According to the family, leaving their besieged country and home-town of Odessa was not the only hurdle they were forced to overcome, as integrating into Israeli society has proven to be a challenge all on its own.
The family arrived in Israel with the help of the International Fellowship of Christians and Jews NGO -- which offers humanitarian care and life-saving aid to Jews around the world.
After their arrival, the family embarked on a bureaucratic campaign to regulate their status as immigrants, which was fortunately expedited due to their special situation.
According to Andrei, after the bureaucracy, it was time to find a home for the family, a feat made all the more difficult because of Israel’s notoriously high cost of living.

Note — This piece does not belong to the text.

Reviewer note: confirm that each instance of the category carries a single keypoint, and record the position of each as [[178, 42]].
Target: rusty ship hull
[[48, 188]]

"The search was difficult, if we did not get help we would probably have found ourselves in a more expensive apartment, which would have made our financial situation difficult,” he says. The family eventually found an affordable apartment in the city of Rehovot.
Despite the difficulty in locating an affordable home, the family says that it’s actually the language barrier that has proven to be the biggest difficulty, which has effectively stopped them from integrating fully into Israeli society.
"It is very difficult for us without Hebrew," Andrei says. "It is clear to us that without language it would be almost impossible to integrate here.“
He and Natalia, registered for Hebrew lessons provided by the Immigration and Absorption Ministry in order to better integrate into the Israeli workforce.
“We are currently concentrating our efforts on learning words ourselves until the course starts. We are also thinking about finding temporary jobs,” he says.
Another hardship the fleeing family had to overcome is the fact that they were forced to leave most of their worldly possessions in Ukraine, in order to escape the encroaching Russian forces in time.
"We left our entire lives in Ukraine, and we do not know if someday we will be able to go back to retrieve our belongings, Natalia says. "On our first night in Israel we did not even have beds or mattresses," she says adding that her family was able to make due thanks to donations and volunteers.
"It warms the heart to feel that there is someone who cares about us and helps us," she says, adding that while the family seldom forgets family and friends who remained in war-torn Ukraine, the move to Israel was the right decision for them.
"We love Israel," she says. "We have a sense of security, of calm and quiet. People here are always ready to help and it makes us feel good.”